Between the polyester and hairspray, it’s surprising more people didn’t spontaneously combust in the 80s.
My Mom has been smelling something burning since 1983.
The 3 types of Christmas movies:
1. Movies about Santa.
2.People being changed by the Christmas spirit.
3. Die Hard
My wife is the most beautiful, intelligent person standing right behind me reading my Twitter feed.
Just ordered a chicken and an egg from Amazon.
Will keep you posted.
Peregrine falcons: Attack from above. Prey on smaller birds. Silent. Cowards.
Geese: Will land in front of a full grown man. Hiss and honk to let you know battle has commenced. Audible boss music. Brave.
Sure reading a book under a tree is peaceful but imagine how stressful it is for the tree to see a bunch of it’s dead friends in your hand.

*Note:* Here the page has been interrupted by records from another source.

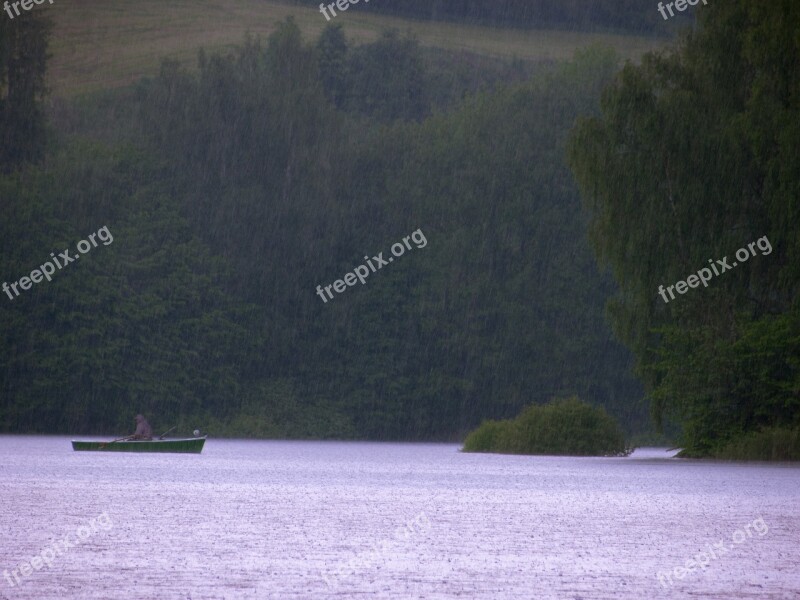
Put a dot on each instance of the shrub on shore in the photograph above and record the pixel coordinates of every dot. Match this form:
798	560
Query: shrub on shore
566	426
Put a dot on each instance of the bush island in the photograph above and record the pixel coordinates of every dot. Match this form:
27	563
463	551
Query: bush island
566	426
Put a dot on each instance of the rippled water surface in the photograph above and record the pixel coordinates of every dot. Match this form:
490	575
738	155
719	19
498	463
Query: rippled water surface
248	519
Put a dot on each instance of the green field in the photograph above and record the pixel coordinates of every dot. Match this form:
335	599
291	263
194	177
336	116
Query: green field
107	44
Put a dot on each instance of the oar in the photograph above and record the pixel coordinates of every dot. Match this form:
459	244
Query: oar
103	445
170	430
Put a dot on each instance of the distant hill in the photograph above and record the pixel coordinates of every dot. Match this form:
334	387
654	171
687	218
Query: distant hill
114	43
631	16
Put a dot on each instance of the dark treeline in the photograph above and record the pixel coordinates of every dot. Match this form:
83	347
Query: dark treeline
232	191
694	157
630	16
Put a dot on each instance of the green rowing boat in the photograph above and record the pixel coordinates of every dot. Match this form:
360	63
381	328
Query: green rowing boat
187	446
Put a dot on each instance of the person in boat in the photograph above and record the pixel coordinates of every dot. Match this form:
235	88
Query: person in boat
143	430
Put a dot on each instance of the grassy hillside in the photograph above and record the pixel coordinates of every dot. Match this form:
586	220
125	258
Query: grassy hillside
111	43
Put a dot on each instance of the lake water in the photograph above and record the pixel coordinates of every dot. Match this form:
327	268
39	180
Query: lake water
250	519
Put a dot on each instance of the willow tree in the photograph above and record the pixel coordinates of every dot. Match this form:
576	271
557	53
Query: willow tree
692	157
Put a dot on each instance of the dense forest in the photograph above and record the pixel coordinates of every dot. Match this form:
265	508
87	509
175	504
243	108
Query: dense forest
233	190
694	158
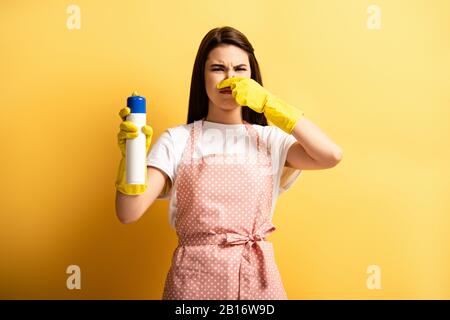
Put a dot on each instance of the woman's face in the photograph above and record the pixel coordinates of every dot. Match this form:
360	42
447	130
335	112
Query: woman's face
224	61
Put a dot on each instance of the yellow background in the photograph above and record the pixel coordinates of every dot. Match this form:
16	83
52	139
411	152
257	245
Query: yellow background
382	95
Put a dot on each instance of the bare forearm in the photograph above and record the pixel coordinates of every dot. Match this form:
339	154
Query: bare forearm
315	142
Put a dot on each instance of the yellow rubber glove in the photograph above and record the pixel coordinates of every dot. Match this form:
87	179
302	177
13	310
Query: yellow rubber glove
128	130
250	93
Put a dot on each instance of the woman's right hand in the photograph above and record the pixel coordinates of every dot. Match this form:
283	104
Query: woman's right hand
128	130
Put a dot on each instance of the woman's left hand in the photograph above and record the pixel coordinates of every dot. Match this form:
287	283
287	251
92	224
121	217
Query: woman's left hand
246	92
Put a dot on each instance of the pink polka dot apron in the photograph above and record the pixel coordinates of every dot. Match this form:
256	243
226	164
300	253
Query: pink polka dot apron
223	216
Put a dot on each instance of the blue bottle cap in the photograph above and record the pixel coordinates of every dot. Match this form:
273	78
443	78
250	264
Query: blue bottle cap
136	103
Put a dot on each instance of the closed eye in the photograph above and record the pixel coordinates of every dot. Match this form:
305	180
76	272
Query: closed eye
237	69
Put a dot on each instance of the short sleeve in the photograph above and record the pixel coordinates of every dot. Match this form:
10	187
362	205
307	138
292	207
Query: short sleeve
281	143
162	156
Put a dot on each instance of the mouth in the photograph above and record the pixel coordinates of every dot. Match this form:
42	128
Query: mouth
225	90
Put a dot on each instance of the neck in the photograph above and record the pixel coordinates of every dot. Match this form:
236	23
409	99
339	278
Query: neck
218	115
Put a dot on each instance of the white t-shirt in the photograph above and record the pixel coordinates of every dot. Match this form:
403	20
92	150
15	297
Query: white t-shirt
165	154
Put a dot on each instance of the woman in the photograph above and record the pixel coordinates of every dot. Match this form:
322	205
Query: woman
223	172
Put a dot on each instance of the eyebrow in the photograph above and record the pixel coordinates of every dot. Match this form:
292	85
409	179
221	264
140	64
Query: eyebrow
221	65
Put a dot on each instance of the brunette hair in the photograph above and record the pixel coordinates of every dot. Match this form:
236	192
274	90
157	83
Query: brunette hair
198	99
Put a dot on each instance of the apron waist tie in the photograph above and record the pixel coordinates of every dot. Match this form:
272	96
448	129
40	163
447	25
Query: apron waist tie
249	241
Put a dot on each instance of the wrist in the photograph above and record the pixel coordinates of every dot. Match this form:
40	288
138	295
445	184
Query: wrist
281	113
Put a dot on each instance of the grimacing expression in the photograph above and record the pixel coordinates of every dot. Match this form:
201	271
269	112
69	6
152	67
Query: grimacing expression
223	62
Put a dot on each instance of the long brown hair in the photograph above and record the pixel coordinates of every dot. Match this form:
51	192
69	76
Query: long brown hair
198	98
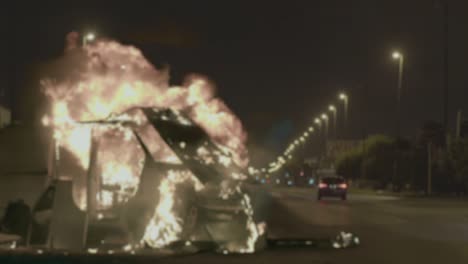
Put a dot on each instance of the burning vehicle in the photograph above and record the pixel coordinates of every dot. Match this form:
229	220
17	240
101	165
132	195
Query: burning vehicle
124	214
136	163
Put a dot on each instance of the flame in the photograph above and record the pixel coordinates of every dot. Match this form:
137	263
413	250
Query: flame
111	78
165	227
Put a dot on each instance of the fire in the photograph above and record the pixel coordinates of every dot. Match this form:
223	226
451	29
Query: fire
111	78
165	227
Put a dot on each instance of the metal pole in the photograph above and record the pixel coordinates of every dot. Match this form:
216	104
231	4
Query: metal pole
429	168
458	128
400	78
334	123
346	112
445	37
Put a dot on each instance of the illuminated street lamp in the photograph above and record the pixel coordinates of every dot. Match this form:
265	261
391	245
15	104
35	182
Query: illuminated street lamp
325	118
345	99
332	109
398	56
88	37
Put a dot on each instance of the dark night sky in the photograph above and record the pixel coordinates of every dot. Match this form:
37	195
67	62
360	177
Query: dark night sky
275	63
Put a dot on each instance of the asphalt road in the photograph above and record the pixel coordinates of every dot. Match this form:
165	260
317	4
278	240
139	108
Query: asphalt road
391	230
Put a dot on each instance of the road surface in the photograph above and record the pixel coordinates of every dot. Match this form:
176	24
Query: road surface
391	230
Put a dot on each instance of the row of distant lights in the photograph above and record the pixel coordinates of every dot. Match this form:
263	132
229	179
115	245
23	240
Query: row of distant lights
305	136
276	165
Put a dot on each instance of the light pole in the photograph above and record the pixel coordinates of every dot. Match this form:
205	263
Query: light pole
398	56
343	97
88	37
319	124
325	119
332	109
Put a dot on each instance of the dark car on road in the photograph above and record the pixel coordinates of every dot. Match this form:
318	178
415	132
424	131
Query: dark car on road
332	186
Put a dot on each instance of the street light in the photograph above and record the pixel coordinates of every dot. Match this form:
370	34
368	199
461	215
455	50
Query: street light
398	56
345	99
325	118
332	109
88	37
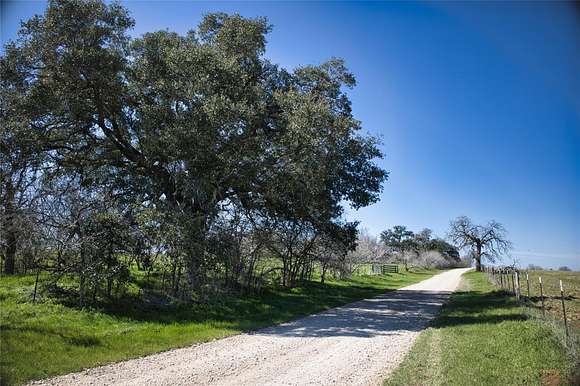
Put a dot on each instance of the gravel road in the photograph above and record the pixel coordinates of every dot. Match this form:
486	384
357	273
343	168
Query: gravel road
357	344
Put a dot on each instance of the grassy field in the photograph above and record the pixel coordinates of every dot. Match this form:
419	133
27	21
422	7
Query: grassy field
483	337
553	302
49	338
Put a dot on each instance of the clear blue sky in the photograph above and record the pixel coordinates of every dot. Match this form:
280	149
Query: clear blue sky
478	104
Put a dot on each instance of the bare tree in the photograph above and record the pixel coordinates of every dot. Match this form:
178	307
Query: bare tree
484	241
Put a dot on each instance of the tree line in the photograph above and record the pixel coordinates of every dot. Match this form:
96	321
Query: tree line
190	156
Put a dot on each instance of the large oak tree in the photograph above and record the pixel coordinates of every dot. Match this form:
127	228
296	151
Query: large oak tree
187	124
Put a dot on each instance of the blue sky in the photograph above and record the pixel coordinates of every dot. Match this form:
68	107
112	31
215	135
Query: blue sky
477	104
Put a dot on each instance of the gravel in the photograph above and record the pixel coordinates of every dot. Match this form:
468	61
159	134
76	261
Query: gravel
357	344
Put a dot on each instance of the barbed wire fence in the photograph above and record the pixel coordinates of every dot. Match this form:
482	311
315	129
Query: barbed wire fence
518	283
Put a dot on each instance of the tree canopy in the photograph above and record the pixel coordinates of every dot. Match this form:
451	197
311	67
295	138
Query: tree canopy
168	137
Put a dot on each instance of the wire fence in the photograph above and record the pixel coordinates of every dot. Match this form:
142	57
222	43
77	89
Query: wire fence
518	283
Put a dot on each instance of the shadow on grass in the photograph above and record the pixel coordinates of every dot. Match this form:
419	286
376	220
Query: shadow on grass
474	307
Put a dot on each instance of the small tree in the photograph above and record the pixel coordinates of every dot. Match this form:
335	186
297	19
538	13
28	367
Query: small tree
485	241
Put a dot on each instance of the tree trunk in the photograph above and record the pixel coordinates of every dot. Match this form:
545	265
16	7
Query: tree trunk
11	239
478	258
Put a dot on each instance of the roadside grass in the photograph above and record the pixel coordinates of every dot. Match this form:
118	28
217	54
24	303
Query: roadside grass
553	302
48	338
483	337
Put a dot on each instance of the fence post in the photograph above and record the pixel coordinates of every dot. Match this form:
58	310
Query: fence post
35	285
517	283
564	309
542	296
528	284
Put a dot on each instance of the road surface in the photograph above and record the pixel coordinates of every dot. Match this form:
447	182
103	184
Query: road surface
357	344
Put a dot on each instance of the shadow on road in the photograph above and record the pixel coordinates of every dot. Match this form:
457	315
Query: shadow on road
387	314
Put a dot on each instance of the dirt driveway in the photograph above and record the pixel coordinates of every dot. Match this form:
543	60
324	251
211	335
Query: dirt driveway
357	344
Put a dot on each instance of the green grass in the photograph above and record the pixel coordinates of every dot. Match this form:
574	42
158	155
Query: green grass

When in doubt, ask yourself WWBD: What Would Beyoncé Do? Would she apply for a job? Nope. She’d just show up one day like “I work here now.”
i bought a michael meyers decal for my car window and my son said if you put that on your car i’m never driving your car. aww, look at how cute he is thinking he was ever going to drive my car
I accidentally typed ‘thee’ and now I’m listening to lute music and my neighbour Jeff just succumbed to the Plague.
Either you stay with a comedian, or you leave long enough to become part of their routine
“WHAT DO WE WANT?”
“A BETTER STRUCTURE FOR MEASUREMENT OF TIME THAT ISN’T AN ILLUSION CREATED BY MAN”
“WHEN DO WE WANT IT?”
…
“shit”
HER: (touching my chest) What a fascinating tattoo…
ME: Thanks. I was carrying a squid and a porcupine, and I tripped.
fixed it
me: most people don’t use their middle names
machine kelly: it just feels dumb this way
I have a spot on my glasses but nothing to clean the lens with so I’m learning not to see it. So…pretty much how I deal with all my problems.
People who don’t follow you but comment on tweets with ridiculously stupid opinions are just hecklers with all the charm of a pedophile.
There were no dating apps in the 1950s. You just crashed a pyramid of water skiing girls into a pyramid of water skiing guys and hoped for the best.
Define “no more Twitter or I will leave you.”
Me, surprised: Why are you in a hurry to get to school?
7yo, matter-of-fact: My enemies are waiting
Kid: I don’t like mac-n-cheese anymore.
DENIAL: You still like it.
ANGER: YOU WILL EAT IT!
DEPRESSION: *crying*
BARGAINING: If you eat it, you can have dessert.
ACCEPTANCE: I will make you chicken nuggets.Kid: I don’t like chicken nuggets anymore.
Get your shit together, people at McDonald’s drive thru who sit there all confused like the menu hasn’t been the same for the last 50 years
[escorted out of google hq with armful of snakes at 9:02am on my 1st day] WELL MAYBE U SHOULDA CLARIFIED WAT U MEANT BY “PYTHON PROGRAMMER”
I’ve walked so much today my pigeons are killing me
If I’m guilty of anything it’s that I care too much, that and murder
I WISH I WERE PAC-MAN SO WHEN I GOT UPSET I COULD EAT SOME CHERRIES & EVERYONE AROUND ME WOULD TURN INTO GHOSTS
“You suck.”
“No, you suck.”
“Really, you suck.”
“Please, you suck.”
“You suck, I insist.”— Polite vampires.